Nadie nació sabiendo cómo enfrentar una pandemia. Todos, gobiernos y ciudadanos, hemos cometido errores en el camino. Pero una cosa es equivocarse en marzo o abril del 2020 –cuando se conocía menos del virus y de las mejores prácticas para enfrentarlo–, y otra cosa es insistir en el error con diez meses de epidemia encima. Hablando en términos económicos, alguna lección debiéramos haber extraído luego de tener el peor desempeño del mundo durante el segundo trimestre y, posteriormente, haber emprendido una rápida recuperación en la segunda mitad del año.
Lo primero que debió quedar claro es que la visión que se resume en “toda actividad económica está prohibida por default, con estas excepciones” hace inmenso daño. Mientras que otros países se enfocaban en permitir un funcionamiento integral de su economía sujeto a restricciones de actividades de alto riesgo (estadios, celebraciones masivas, restaurantes sin ventilación, bares, etc.), aquí se prefirió cerrar todo por largos meses y otorgar permisos a los “servicios esenciales”. Así, la excepción era la autorización de trabajo, no la regla.

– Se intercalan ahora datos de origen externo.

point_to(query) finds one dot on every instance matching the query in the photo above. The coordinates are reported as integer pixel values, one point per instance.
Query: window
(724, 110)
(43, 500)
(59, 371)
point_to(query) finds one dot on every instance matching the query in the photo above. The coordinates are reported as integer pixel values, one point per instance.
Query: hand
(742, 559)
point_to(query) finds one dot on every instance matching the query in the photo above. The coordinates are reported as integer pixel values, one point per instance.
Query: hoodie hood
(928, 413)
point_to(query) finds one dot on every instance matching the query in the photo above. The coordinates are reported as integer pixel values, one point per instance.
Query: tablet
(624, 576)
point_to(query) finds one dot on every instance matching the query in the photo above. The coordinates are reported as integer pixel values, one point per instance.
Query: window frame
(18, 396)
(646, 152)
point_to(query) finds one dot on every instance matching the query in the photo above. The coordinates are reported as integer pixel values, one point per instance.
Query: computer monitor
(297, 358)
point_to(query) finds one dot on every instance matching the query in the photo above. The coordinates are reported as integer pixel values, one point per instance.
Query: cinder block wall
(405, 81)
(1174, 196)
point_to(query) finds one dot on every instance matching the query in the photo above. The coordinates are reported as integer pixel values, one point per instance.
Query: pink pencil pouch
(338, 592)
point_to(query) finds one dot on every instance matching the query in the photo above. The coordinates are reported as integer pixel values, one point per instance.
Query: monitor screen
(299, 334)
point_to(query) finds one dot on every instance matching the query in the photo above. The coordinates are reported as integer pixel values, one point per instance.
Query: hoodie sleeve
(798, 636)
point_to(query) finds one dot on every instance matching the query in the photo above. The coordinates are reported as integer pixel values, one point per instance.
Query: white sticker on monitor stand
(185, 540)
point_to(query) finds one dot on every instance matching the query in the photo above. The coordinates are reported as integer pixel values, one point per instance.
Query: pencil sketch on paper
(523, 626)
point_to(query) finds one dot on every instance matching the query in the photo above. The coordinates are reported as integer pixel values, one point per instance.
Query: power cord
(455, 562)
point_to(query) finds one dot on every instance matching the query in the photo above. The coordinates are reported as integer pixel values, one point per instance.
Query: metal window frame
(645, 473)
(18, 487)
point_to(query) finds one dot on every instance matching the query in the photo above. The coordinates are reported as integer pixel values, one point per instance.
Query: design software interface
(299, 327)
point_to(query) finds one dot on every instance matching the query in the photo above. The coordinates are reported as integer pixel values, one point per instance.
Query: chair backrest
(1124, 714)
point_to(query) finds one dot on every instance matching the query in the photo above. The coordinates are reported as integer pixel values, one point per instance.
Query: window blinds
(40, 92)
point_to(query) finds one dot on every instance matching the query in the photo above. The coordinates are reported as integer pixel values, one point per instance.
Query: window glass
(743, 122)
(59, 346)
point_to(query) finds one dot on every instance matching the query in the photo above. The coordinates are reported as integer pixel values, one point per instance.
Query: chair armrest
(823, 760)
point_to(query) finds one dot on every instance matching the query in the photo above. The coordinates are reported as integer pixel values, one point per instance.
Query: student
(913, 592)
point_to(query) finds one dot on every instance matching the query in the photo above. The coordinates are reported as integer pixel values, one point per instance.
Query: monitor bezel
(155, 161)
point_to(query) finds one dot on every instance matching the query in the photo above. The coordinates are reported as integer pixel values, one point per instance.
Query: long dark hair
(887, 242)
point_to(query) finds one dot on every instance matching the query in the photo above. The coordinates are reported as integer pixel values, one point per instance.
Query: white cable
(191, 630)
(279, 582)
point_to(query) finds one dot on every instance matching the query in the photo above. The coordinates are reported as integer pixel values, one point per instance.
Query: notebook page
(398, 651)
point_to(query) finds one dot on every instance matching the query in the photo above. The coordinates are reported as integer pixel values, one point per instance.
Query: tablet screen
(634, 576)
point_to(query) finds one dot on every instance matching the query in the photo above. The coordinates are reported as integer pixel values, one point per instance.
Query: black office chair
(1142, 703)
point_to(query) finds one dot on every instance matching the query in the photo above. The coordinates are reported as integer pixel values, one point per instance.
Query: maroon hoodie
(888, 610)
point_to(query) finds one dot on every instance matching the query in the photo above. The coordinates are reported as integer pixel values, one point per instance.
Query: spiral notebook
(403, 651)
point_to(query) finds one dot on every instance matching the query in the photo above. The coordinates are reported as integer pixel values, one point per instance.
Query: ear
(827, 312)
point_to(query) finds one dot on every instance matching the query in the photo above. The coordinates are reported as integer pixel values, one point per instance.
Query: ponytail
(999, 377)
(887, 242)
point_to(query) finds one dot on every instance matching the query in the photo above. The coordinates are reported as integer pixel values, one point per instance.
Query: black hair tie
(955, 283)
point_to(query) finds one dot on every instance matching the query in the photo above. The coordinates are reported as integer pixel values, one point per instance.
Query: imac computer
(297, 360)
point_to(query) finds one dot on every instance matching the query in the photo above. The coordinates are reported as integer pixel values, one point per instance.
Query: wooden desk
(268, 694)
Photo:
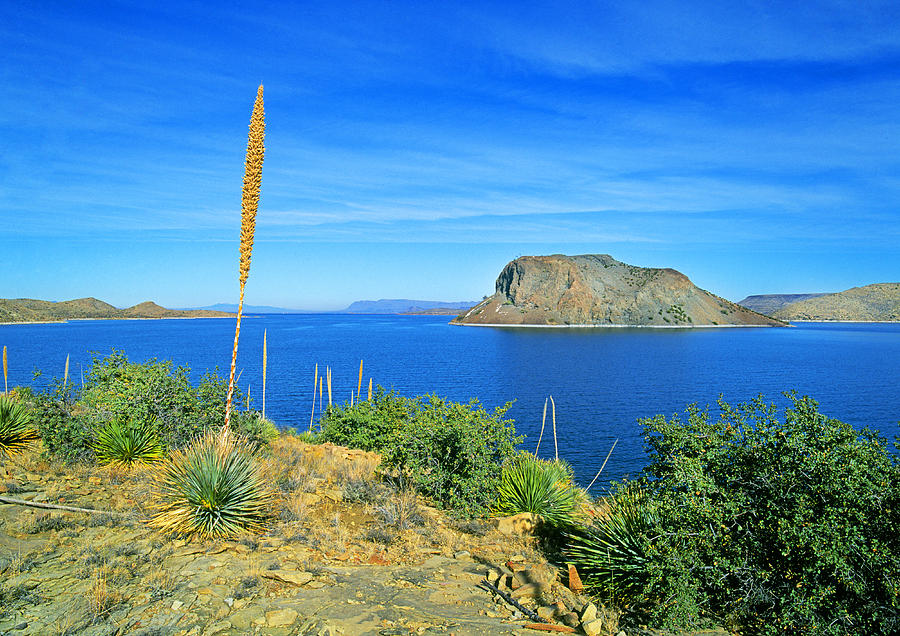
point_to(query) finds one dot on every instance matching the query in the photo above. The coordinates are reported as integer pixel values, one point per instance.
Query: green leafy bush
(212, 489)
(126, 443)
(611, 552)
(155, 393)
(451, 452)
(772, 526)
(542, 487)
(16, 434)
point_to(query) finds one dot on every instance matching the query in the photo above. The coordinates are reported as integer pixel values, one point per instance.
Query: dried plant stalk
(555, 447)
(543, 421)
(328, 373)
(265, 363)
(249, 204)
(315, 387)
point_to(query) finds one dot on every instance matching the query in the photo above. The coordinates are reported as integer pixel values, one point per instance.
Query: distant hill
(770, 303)
(403, 306)
(877, 302)
(251, 309)
(30, 310)
(596, 289)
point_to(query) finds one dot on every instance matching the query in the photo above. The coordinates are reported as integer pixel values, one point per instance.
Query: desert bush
(542, 487)
(16, 433)
(127, 442)
(155, 393)
(450, 452)
(611, 552)
(212, 488)
(772, 526)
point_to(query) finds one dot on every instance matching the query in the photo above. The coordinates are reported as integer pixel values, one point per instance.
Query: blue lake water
(603, 380)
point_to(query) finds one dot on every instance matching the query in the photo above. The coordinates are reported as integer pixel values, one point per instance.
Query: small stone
(575, 583)
(570, 619)
(530, 590)
(547, 612)
(294, 577)
(589, 613)
(593, 628)
(281, 617)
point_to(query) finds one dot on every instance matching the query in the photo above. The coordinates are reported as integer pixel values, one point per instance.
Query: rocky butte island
(598, 290)
(879, 302)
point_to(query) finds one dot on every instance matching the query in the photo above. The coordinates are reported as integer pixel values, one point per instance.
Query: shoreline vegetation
(27, 310)
(748, 521)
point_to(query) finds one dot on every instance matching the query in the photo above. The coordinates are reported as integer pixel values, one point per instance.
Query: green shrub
(611, 552)
(126, 443)
(542, 487)
(371, 425)
(16, 434)
(154, 392)
(451, 452)
(772, 526)
(212, 489)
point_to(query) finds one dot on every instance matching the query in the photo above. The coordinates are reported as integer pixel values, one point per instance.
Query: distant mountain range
(770, 303)
(405, 306)
(596, 289)
(252, 309)
(871, 303)
(31, 310)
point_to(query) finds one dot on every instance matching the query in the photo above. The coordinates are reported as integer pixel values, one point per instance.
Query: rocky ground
(345, 554)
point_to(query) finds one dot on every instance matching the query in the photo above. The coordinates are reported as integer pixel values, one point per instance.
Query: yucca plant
(16, 434)
(545, 488)
(249, 204)
(126, 443)
(212, 489)
(610, 553)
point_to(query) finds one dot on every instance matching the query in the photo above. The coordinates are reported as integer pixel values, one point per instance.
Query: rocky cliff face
(596, 289)
(878, 302)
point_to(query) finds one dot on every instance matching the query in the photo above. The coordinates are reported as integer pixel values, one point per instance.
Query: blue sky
(414, 148)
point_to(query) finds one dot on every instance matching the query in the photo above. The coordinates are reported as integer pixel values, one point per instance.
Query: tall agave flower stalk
(265, 362)
(312, 413)
(328, 374)
(249, 204)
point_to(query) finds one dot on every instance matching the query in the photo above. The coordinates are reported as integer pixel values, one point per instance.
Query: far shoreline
(66, 320)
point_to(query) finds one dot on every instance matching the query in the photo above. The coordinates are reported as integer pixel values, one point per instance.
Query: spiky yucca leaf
(212, 489)
(610, 552)
(16, 435)
(126, 443)
(545, 488)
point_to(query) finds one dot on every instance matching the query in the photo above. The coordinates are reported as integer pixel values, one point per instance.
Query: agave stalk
(543, 421)
(555, 446)
(328, 374)
(249, 205)
(603, 465)
(265, 361)
(315, 386)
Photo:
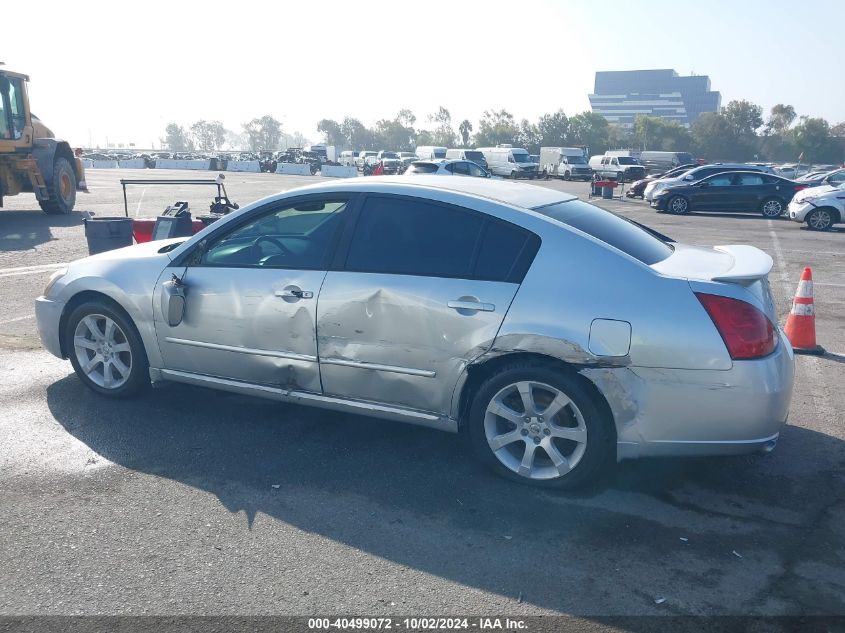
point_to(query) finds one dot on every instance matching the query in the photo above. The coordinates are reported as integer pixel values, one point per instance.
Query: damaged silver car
(559, 336)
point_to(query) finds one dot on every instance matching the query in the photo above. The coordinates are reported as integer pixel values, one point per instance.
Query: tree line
(262, 133)
(738, 132)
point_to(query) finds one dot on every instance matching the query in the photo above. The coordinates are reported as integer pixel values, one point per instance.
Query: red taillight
(747, 332)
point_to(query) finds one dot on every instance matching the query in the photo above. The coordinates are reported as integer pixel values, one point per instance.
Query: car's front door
(712, 194)
(251, 296)
(422, 291)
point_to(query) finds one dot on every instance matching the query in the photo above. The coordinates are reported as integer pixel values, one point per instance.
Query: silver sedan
(558, 336)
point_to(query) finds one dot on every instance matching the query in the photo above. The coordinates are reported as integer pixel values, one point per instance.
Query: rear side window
(610, 229)
(422, 168)
(408, 236)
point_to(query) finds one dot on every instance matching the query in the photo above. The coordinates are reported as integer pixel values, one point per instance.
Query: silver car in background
(558, 336)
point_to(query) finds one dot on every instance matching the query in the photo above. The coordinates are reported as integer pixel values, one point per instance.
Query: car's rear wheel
(539, 426)
(772, 207)
(820, 220)
(678, 205)
(106, 351)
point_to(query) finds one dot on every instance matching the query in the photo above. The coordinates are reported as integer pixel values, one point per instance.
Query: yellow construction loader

Todavía hay mucha incertidumbre sobre qué se permite y qué no en esta vuelta al confinamiento, pero lamentablemente la visión que prohíbe primero y pregunta después no parece haber cambiado demasiado.
En segundo lugar, fue obvio durante el año pasado que el Estado no controla todo lo que piensa que controla. La extendidísima informalidad –aunada a la necesidad de generar ingresos todos los días– hace que las prohibiciones, los decretos supremos y las conferencias de prensa tengan en ocasiones el efecto opuesto al que se busca. En esta segunda ola, con los ahorros de muchas familias en negativo luego de un año muy duro, las personas que necesitan trabajar seguirán trabajando, con protocolos y protección o sin ellos. Las prohibiciones funcionan mejor cuando puedes garantizar su cumplimiento; de lo contrario, como sucede casi siempre, causan más problemas de los que solucionan.
En tercer lugar, a las actividades que sí se les permita operar se les debe ofrecer facilidades, no hacer más complicado su trabajo de lo que ya es. El año pasado, por ejemplo, fuimos testigos de abusos de parte de varias municipalidades que interpretaban a su antojo los requerimientos de operación, y también de decisiones incomprensibles del Ministerio de Trabajo sobre el manejo de la planilla.
Finalmente, si bien el Gabinete había anunciado que las medidas se aplicarán “lo más quirúrgicamente posible”, la verdad es que aún estamos con políticas de serrucho. Una de las grandes lecciones del año pasado es que no todo el país enfrenta la misma amenaza al mismo tiempo, y en ese sentido es un avance la nueva categorización de regiones según la gravedad del caso. Pero eso quiere decir que, en Apurímac, Abancay es lo mismo que Andahuaylas, o que, en Áncash, Huaraz comparte destinos con Chimbote. A diez meses iniciada la pandemia, el Perú debería ser capaz de afilar el bisturí, masificar de verdad las pruebas, y contar con suficiente información sobre la dinámica de contagios en distritos y provincias para tomar mejores decisiones que preserven tanto la salud como la economía. Sin necesidad de ir muy lejos, aquí cerca en Ecuador, Chile y Colombia las decisiones sobre restricciones se toman a nivel de cada uno de los cientos de cantones, comunas y municipios.
Los errores del año pasado costaron miles de vidas y millones de empleos. Aprender de ellos es lo mínimo que deberíamos exigir mientras entramos de lleno a la segunda ola. Antes se podía alegar ignorancia; hoy lo más amable sería catalogarlos de negligencia.